Без Бродского наша жизнь – не только литературная – сложилась бы иначе. Но и мы сыграли кое-какую роль в его в жизни – отнюдь не эпизодическую. Доказательства не требуются, а свидетельства разбросаны по всей этой книге о нем. Я уж не говорю о таких мелочах, как то, что Лена Клепикова, редактор прозы в журнале «Аврора», пыталась устроить ему небольшой заработок, дав на внутренню рецензию рукопись из «потока», а я через своего приятеля Яшу Длуголенского организовал публикацию его стихов в газете для детей «Ленинские искры»: везет детям! Но вот эпизод, который долгие годы казался мне странным, загадочным, непонятным, пока я в конце концов, спустя многие годы, совсем недавно, не врубился. А дело было так.

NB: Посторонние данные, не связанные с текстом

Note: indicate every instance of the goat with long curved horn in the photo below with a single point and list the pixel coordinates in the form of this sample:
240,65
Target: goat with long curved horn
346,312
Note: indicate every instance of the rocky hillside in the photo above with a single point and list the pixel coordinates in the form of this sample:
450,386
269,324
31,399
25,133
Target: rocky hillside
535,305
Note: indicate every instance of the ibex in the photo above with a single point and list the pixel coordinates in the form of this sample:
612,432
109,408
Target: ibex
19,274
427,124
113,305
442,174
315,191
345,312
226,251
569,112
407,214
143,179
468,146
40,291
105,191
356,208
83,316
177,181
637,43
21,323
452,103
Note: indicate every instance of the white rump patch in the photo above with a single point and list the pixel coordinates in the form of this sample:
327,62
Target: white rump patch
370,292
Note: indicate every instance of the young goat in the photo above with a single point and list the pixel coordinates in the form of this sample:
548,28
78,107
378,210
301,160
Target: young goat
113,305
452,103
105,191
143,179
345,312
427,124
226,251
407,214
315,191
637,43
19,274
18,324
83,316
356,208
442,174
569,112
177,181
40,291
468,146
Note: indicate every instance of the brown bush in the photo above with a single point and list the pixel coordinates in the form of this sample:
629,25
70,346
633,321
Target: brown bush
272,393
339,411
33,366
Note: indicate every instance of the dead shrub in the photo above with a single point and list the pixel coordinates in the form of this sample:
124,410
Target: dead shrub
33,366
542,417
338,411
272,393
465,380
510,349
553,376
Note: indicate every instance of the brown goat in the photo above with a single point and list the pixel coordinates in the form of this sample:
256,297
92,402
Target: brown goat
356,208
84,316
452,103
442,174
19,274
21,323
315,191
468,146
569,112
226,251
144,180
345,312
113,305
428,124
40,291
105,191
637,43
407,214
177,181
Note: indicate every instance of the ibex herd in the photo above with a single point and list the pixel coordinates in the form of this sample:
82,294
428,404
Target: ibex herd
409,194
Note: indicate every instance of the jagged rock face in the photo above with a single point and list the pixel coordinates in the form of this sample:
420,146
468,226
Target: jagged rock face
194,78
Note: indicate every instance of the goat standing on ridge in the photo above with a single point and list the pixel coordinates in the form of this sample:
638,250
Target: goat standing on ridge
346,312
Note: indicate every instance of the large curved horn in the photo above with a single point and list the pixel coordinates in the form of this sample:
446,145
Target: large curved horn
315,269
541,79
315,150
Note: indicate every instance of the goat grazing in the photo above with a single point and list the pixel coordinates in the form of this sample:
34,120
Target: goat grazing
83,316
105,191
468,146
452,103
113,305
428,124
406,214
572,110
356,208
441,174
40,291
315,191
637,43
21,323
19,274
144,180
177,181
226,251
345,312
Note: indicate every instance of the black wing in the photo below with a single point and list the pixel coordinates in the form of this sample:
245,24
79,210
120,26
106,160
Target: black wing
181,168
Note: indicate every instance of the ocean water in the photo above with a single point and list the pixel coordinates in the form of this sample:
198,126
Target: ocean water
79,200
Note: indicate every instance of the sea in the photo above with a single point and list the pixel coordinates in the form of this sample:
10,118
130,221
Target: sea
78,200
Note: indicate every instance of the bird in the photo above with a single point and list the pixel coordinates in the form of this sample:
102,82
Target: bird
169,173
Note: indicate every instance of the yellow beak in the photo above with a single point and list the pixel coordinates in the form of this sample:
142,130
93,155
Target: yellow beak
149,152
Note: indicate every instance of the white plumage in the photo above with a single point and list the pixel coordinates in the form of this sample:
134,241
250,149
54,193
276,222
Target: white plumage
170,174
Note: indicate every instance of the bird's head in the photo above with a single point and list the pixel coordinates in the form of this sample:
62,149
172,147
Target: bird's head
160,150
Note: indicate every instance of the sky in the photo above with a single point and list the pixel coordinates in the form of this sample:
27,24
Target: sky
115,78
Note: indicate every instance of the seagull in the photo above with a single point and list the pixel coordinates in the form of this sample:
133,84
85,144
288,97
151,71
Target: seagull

Как-то я сказал ему, что его «Шествие» меня не очень впечатляет. «Меня – тоже», – мгновенно откликнулся Ося, который обгонял не только других поэтов, но и самого себя. Читатели еле поспевали за ним. Я тогда балдел от его новых стихов: «Я обнял эти плечи…», «Отказом от скорбного перечня…», «Anno Domini», «К Ликомеду, на Скирос», «Так долго вместе прожили…», «Подсвечник», «Империя – страна для дураков», «Письмо в бутылке» – да мало ли! И тут вдруг Ося зовет меня в свою «берлогу» и под большим секретом вручает рукопись «Остановки в пустыне», чтобы я помог с составом. Несколько дней кряду, забросив все дела, корпел над его машинописью, делал заметки на полях, переставлял стихи. Потом мы с ним часами сидели, меня повело, я был в ударе, обсуждали чуть не каждый «стиш».